Préparer sa retraite : comme les Suisses, visez l’indépendance financière

Vous le savez sûrement, le système de retraite français est mal en point. Bien malin qui pourra dire quel sera le niveau de redistribution quand les petits jeunes d’aujourd’hui prendront leur retraite, et à quel âge.
Juste à côté de nous, la Suisse est un pays un peu plus intelligent. Il n’y a qu’à regarder leur régime de retraite pour voir qu’ils ont un temps d’avance.
Alors si vous ne voulez pas vous retrouver en difficulté à 70 ans, instruisez-vous et faites comme les Suisses !






 

La retraite française, un assistanat ?

 

En France, nous avons un système par répartition : les actifs versent chaque mois des cotisations retraite qui permettent de financer les retraités actuels.

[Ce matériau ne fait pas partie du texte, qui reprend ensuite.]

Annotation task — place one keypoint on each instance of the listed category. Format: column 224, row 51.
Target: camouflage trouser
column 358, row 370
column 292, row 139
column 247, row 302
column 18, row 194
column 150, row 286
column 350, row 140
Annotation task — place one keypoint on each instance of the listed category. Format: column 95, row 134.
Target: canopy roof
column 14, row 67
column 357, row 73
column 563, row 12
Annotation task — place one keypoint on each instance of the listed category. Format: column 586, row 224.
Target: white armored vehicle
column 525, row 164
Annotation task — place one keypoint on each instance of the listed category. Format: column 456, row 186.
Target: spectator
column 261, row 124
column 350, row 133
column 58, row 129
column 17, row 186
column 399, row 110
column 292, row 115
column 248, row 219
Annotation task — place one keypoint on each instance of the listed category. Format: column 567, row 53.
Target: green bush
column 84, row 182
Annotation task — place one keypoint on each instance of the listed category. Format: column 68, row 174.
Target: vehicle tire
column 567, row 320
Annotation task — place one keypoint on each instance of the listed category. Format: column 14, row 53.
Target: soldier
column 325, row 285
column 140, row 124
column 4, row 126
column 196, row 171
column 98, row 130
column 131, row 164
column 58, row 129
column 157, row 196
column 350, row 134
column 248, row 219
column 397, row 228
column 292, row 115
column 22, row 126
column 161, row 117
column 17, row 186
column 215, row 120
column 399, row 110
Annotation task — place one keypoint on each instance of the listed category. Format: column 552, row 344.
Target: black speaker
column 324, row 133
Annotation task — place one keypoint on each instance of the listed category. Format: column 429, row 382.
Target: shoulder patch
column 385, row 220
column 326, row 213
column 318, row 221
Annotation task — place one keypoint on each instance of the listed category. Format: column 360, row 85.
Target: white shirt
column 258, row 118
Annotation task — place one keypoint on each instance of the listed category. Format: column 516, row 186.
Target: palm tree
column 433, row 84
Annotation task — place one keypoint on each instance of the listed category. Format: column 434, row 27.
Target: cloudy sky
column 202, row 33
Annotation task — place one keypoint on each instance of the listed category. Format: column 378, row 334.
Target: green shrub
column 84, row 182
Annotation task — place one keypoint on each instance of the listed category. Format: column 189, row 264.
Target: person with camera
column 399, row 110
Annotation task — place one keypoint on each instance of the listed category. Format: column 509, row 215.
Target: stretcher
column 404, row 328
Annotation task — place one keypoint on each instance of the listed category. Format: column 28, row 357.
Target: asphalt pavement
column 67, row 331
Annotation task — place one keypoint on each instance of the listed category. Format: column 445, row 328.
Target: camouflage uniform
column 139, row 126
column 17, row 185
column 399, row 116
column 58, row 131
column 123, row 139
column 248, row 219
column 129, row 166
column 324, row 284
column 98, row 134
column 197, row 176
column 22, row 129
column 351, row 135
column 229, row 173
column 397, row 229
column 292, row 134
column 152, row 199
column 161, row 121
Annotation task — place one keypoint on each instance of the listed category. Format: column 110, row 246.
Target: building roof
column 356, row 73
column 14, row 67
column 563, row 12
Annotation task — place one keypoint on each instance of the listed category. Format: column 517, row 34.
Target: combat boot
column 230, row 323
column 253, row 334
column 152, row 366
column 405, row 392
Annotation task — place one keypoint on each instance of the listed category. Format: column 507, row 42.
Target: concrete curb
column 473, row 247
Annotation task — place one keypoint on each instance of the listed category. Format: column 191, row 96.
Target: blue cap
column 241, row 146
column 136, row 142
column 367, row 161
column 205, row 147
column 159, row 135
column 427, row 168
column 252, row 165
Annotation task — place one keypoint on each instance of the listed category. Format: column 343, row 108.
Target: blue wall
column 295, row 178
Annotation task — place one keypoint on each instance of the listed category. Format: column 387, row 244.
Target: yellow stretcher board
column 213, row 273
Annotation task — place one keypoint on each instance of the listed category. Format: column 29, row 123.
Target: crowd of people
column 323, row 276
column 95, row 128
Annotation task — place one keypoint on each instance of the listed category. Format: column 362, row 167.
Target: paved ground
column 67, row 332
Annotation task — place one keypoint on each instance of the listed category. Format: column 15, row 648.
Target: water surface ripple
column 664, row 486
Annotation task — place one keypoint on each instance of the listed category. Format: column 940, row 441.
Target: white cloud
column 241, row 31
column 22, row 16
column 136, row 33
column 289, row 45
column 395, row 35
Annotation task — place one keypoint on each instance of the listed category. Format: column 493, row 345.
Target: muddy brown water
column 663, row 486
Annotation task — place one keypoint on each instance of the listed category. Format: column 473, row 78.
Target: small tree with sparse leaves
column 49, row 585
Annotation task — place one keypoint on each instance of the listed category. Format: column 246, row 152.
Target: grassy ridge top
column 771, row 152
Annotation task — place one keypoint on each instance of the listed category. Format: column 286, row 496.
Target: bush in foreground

C’est la « solidarité intergénérationnelle ».

Le système est fragile, car il nécessite qu’il y ait largement plus d’actifs que de retraités pour bien fonctionner. Or, le nombre des retraités augmente sans cesse, alors que celui des actifs tend à diminuer, mettant en péril la pérennité de ce système par répartition. Les retraités représentent déjà plus de 20% de la population !

Pourtant, chaque tentative de réforme se heurte à de fortes contestations.
L’idée est que l’Etat doit prendre en charge intégralement les retraités. Beaucoup de Français n’imaginent pas assurer eux-mêmes leur avenir.





 

L’Etat Suisse encourage l’indépendance financière

 

En Suisse, 3 piliers composent la pension de retraite. Leurs spécificités sont expliquées plus en détails dans cet article.

1er pilier : une retraite d’Etat, par répartition, obligatoire, qui vise à couvrir seulement les besoins vitaux du retraité.

2ème pilier : une retraite par capitalisation, basée sur cotisations patronales et salariales. Il s’agit d’une épargne qui débute à l’âge de 25 ans, et qui, une fois arrivé à l’âge de la retraite, servira à verser une rente complémentaire au retraité. Cette rente viendra compléter la retraite de base de l’Etat, pour permettre en moyenne d’avoir un niveau de vie d’environ 60% de ses derniers salaires. Obligatoire pour les salariés, elle est facultative pour les indépendants.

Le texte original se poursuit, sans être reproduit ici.